The previous study of S. carolinensis predicted significantly more suitable habitat in Southern California, but less area overall when comparing model outputs at the same 10th percentile training presence logistic threshold, particularly for the model derived from the native range (Figure S6 and Creley et al. 2019 Fig. 1). This discrepancy in Southern California is likely due to the inclusion of observations from Oregon and Washington in the present study that were not included in the previous study, which could shift the predicted distribution for S. carolinensis toward cooler and wetter areas and away from warmer and drier Southern California. Our S. niger observations ranged from extreme southern California to Portland, Oregon with a few observations throughout Washington, while our S. carolinensis observations are abundant in the Pacific Northwest and do not extend further south than Monterey County, California. Therefore, it is not surprising that our predicted distribution for S. niger more closely matches those of the previous study than does S. carolinensis. This underscores the impact that sampling extent has on model output and should be considered when designing studies.

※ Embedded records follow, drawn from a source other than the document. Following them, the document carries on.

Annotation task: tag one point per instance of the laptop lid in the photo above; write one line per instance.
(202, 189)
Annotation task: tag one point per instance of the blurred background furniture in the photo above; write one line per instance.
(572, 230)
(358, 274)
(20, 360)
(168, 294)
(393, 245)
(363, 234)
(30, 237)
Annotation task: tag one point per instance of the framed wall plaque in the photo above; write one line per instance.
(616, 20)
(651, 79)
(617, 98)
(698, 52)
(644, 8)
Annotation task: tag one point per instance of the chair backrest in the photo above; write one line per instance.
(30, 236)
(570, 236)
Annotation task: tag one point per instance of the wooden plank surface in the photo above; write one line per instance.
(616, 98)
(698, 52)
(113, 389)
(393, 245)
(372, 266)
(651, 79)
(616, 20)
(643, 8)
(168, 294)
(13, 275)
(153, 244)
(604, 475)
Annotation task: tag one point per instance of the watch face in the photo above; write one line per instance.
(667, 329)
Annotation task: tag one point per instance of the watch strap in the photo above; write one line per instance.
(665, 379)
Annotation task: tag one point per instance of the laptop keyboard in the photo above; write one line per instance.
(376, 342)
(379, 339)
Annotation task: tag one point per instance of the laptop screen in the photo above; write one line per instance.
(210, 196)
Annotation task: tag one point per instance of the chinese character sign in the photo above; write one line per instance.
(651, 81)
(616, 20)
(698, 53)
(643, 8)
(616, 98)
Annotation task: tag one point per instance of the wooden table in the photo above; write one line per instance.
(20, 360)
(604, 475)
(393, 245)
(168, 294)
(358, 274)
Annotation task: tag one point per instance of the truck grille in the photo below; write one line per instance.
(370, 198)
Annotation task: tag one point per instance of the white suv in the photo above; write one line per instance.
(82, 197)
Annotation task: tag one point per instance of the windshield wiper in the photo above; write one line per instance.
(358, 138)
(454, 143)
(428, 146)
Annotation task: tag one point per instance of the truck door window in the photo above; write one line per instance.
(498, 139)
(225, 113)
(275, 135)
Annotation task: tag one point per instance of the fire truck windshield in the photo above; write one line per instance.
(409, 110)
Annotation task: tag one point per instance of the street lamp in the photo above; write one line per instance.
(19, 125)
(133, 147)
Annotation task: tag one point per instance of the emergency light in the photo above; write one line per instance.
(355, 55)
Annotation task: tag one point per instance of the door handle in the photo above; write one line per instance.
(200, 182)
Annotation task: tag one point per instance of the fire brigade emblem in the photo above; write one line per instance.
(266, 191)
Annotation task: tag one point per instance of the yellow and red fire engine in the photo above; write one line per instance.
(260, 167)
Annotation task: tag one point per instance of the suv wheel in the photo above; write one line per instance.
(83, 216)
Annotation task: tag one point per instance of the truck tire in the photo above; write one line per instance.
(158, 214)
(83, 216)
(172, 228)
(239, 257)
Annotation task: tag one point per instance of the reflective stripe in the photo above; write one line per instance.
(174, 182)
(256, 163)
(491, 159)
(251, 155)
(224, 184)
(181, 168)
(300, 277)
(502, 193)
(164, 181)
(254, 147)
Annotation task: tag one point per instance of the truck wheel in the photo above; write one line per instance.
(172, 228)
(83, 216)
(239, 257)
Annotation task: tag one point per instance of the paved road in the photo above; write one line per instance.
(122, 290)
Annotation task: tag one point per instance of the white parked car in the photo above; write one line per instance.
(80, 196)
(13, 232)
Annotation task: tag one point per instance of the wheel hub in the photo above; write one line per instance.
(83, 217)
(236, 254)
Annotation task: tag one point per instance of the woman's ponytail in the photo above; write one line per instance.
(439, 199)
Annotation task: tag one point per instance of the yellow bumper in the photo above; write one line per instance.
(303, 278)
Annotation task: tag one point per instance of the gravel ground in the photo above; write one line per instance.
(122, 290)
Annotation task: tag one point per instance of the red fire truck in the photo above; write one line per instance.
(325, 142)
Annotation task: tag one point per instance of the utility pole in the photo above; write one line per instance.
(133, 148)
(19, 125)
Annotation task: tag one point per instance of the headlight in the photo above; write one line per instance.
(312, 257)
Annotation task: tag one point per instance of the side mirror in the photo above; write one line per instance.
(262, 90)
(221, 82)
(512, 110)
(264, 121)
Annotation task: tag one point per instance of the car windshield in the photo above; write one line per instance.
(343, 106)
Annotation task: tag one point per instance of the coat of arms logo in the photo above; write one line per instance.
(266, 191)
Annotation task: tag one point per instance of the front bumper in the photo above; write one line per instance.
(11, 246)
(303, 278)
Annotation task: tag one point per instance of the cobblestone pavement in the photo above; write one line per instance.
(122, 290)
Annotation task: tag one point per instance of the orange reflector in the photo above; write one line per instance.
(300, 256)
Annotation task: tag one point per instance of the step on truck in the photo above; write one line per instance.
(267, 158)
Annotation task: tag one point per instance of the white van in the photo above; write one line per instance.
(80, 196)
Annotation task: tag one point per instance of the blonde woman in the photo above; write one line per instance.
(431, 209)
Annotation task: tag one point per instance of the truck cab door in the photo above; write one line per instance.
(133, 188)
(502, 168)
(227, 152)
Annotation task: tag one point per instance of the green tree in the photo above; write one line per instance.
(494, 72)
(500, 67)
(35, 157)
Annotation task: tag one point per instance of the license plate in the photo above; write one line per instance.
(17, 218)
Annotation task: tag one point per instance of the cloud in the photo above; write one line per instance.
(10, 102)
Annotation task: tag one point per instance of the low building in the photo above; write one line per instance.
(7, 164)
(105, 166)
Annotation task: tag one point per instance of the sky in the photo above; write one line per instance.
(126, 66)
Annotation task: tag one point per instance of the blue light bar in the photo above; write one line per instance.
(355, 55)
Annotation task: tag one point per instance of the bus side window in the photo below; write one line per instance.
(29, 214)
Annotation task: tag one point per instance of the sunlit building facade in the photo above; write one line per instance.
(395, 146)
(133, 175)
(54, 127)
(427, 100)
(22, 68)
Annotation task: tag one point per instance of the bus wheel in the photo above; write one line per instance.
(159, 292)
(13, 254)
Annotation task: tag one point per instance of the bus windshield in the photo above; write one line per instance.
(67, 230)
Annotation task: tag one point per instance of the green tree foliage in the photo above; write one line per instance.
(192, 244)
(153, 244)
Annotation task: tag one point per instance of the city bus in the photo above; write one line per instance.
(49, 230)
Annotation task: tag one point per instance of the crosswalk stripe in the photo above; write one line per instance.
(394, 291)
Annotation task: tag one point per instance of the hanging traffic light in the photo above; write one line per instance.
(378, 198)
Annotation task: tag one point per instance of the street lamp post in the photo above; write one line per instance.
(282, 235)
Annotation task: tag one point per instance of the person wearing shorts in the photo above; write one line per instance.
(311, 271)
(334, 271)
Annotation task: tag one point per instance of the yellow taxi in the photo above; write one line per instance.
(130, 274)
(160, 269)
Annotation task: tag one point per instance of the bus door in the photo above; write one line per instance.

Our analyses are based entirely on observations made by community scientists. While this provides us with an enormous amount of valuable data, there are limitations to working with these types of records. We restricted all observations to “research grade” which have been verified by multiple observers, but errors are still possible, especially given the morphological variation within both S. niger and S. carolinensis that make accurate identification challenging for even expert observers. While it is not possible to manually verify the nearly 75,500 observations, the number of incorrectly identified squirrels is likely very low compared to the total number of observations. Additionally, observations are biased towards urban, suburban, and otherwise easily accessible areas where people are more likely to go. While this is certainly a limitation of the data, the distribution of observations throughout the study area, in particular the S. griseus observations in the mountainous and rural areas of California, suggests that the data are not biased towards one species and they are sufficiently well distributed to accurately reflect the actual distribution of the three species. Maxent is particularly well-suited to handle these types of imperfect data. Finally, we chose to use the most recently published BioClim data because it is at an appropriate spatial extent and scale for our analyses, as well as to be consistent with previous studies. Future studies could use more recent data, and or average over multiple time periods.

This is the first study to simultaneously model species distributions for these three squirrel species in their native and introduced ranges. Our results indicate high potential for the non-native species to expand their ranges within the coastal states as a result of increased human footprint and potentially climate change as conditions become less favorable for S. griseus. The most conservative estimates, derived from observations in the western extent and at the higher 0.6 threshold, suggest limited expansion beyond human-dominated landscapes, while the predictions from both models at the lower threshold suggest the two introduced species could have significant negative impacts on S. griseus. Citizen science databases, such as iNaturalist, are valuable sources of data that will enable us to continue to track the spread of introduced species with much greater temporal and spatial resolution, which can provide us with a better understanding of the mechanisms enabling invasions. Future research should monitor the continued spread of these squirrels and determine whether the introduced squirrels are able to move into the areas predicted to be suitable based on their native range but not their current distribution, or if they are restricted to areas of high anthropogenic presence.